"The Doctor and the Doctor's Wife" is a short story by Ernest Hemingway, published in the 1925 New York edition of In Our Time, by Boni & Liveright. The story is the second in the collection to feature Nick Adams, Hemingway’s autobiographical alter ego. "The Doctor and the Doctor's Wife" follows "Indian Camp" in the collection, includes elements of the same style and themes, yet is written in counterpoint to the first story.
During his youth in Chicago, Ernest Hemingway's family spent summers at Windemere on Walloon Lake, near Petoskey, Michigan. Hemingway's father, who was a doctor, taught him to hunt, fish, and camp in the woods and lakes of Northern Michigan as a young boy.

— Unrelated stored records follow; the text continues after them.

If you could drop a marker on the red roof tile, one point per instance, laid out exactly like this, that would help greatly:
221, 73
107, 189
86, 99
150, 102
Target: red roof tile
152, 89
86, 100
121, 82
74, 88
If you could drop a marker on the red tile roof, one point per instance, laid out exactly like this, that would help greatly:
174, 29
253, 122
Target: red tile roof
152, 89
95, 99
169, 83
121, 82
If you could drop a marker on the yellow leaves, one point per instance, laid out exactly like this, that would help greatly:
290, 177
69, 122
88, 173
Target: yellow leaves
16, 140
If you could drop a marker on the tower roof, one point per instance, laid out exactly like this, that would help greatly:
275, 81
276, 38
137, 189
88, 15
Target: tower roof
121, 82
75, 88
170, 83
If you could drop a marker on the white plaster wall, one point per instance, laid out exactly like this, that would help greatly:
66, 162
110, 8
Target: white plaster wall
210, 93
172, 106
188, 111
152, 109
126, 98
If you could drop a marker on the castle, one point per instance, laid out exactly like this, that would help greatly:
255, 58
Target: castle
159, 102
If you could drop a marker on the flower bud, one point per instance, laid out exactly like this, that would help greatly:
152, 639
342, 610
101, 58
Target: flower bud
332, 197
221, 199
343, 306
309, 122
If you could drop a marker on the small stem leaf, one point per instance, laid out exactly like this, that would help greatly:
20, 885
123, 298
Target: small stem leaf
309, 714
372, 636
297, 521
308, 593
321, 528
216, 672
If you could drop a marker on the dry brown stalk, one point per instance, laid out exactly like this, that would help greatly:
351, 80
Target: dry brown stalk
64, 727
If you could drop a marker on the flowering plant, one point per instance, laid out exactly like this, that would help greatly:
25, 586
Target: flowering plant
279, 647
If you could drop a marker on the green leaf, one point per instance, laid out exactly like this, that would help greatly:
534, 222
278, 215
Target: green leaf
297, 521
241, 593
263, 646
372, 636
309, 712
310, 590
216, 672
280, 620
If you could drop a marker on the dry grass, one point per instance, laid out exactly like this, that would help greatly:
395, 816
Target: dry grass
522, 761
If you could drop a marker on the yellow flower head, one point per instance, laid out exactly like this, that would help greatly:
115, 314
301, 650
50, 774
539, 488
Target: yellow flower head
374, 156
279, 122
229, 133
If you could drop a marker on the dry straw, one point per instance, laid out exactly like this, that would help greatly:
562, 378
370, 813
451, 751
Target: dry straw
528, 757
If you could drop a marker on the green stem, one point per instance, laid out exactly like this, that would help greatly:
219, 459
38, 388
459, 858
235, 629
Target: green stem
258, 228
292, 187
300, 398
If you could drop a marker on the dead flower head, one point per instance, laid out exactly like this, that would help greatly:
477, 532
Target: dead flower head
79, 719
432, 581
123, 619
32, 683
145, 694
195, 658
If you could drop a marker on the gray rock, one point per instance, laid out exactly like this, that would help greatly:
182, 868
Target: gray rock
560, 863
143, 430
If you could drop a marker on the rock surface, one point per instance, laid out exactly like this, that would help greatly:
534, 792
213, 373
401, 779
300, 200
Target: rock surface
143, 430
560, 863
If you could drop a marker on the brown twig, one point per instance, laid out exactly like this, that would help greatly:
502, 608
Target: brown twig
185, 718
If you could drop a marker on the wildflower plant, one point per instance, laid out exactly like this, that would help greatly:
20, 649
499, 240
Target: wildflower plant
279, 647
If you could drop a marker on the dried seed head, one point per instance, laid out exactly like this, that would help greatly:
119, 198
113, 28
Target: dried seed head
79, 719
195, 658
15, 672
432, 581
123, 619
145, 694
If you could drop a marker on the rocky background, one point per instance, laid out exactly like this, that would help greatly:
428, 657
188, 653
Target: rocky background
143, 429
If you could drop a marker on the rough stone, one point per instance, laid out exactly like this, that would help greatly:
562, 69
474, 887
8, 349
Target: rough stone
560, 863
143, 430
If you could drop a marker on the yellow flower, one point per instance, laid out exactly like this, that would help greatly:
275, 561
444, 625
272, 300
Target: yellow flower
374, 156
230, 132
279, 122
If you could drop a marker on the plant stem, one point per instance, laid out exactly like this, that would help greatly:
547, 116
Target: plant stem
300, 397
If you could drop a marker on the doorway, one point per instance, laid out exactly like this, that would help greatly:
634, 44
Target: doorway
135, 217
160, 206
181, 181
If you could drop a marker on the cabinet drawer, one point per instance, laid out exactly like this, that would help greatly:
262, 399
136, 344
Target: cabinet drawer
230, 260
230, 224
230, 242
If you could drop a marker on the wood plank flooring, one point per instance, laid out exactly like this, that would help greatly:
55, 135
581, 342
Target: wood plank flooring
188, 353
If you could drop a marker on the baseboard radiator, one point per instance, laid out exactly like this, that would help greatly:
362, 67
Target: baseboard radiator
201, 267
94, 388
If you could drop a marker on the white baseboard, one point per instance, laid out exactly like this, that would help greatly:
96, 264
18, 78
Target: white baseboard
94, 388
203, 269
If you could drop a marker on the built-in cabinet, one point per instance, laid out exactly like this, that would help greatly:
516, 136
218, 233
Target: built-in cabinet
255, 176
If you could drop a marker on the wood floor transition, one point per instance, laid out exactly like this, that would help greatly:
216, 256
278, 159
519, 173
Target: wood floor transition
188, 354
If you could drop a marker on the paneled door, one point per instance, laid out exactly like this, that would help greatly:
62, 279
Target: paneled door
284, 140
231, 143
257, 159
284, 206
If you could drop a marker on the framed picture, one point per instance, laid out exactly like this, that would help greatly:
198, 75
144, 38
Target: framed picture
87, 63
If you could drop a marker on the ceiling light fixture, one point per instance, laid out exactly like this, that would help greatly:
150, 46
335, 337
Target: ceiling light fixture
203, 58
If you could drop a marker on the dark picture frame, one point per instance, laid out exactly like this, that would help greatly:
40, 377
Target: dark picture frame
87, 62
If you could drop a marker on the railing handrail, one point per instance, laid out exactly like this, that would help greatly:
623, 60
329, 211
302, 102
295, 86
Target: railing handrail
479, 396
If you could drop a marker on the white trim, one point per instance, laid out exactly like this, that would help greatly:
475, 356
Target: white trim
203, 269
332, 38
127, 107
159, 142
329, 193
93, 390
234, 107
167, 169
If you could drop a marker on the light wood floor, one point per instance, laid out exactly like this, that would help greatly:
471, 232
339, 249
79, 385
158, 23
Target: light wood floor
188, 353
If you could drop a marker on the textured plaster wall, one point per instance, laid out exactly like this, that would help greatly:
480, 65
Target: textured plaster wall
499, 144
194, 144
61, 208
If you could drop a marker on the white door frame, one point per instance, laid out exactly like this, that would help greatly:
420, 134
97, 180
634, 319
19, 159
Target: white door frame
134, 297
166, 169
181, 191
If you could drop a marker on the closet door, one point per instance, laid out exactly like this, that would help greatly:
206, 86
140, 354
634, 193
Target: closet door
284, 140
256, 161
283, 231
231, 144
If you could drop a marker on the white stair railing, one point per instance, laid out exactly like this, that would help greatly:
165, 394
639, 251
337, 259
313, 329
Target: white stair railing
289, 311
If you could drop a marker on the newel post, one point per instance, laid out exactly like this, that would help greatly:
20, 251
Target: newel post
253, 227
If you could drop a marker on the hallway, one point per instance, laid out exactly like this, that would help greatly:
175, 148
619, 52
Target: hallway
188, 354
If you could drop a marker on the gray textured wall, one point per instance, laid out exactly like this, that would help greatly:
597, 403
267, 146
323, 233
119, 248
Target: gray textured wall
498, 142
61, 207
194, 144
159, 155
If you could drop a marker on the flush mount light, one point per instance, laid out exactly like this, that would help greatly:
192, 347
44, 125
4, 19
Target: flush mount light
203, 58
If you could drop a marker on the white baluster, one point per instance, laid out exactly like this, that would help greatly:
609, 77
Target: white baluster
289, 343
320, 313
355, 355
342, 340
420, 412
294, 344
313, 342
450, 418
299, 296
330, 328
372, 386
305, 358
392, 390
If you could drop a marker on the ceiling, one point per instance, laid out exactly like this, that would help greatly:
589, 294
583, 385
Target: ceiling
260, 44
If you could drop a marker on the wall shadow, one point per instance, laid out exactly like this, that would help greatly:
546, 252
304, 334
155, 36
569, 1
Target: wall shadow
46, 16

In 1921, Hemingway married Hadley Richardson and was posted to Paris a few months later as international correspondent for The Toronto Star. In Paris he befriended Gertrude Stein, Ezra Pound, F. Scott Fitzgerald, James Joyce, Ford Madox Ford, and John Dos Passos. Pound's influence extended to promoting the young author; in 1923 he commissioned work from Hemingway for the modernist series Pound was editing. In 1924, during one of Hemingway's most productive periods, he wrote eight short stories, including "The Doctor and the Doctor's Wife". The stories were combined with the earlier vignettes produced for Pound, and submitted for publication to Boni & Liveright in New York, who accepted the work in March 1925.